Whilst it may seem easier to jump ship when these connections are low, they also make it harder to jump from your sinking ship onto a healthier one.
“If I don’t have strong enough social capital and I don’t know anybody in this business circle, even if I want to escape from my declining firm, I probably won’t be able to find opportunities that will allow me to do so,” the authors say. “I probably will be locked up in my company, so I have no choice but to stay.”
Likewise, when executives have super strong networks, they may have plenty of other options, but they’ve also got exceptional connections internally that they are loathe to lose.

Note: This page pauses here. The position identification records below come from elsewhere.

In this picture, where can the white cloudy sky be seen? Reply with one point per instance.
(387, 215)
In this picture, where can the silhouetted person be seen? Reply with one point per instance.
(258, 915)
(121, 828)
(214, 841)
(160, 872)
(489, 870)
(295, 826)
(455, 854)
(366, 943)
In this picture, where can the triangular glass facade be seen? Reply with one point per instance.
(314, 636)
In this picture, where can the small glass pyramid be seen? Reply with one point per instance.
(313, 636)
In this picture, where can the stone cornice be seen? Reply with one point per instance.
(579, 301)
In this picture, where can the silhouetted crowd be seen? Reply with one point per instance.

“If my social capital is strong enough, I probably won’t be that worried or concerned about the negative consequences of my company failing. Even if my firm does end up failing, I can still manage to leverage my strong connections to find myself a parachute that will allow me to land safely after that failure,” the researchers say. “More importantly, if I have very strong social capital, I’m probably more confident about using my capability and my resources to save my firm.”
Networks of networks
To further complicate matters, the social capital of our wider network also matters. For instance, if our peers also have very strong networks, this makes our connection to them even more valuable, both in terms of the benefit it can bring, but also in terms of the damage they could cause to my reputation.
As such, it’s the executive who sits in a kind of Goldilocks position somewhere in the middle that is most likely to jump ship.
“If I have a medium level of social capital, I can leverage my fairly established social network to find myself alternative employment opportunities,” the authors explain. “Compared to extremely socially connected executives, I’m probably not that confident about being able to save my firm, and I probably won’t be that protected from the consequences of a potential public failure. I have both the motivation and the capability to leave.”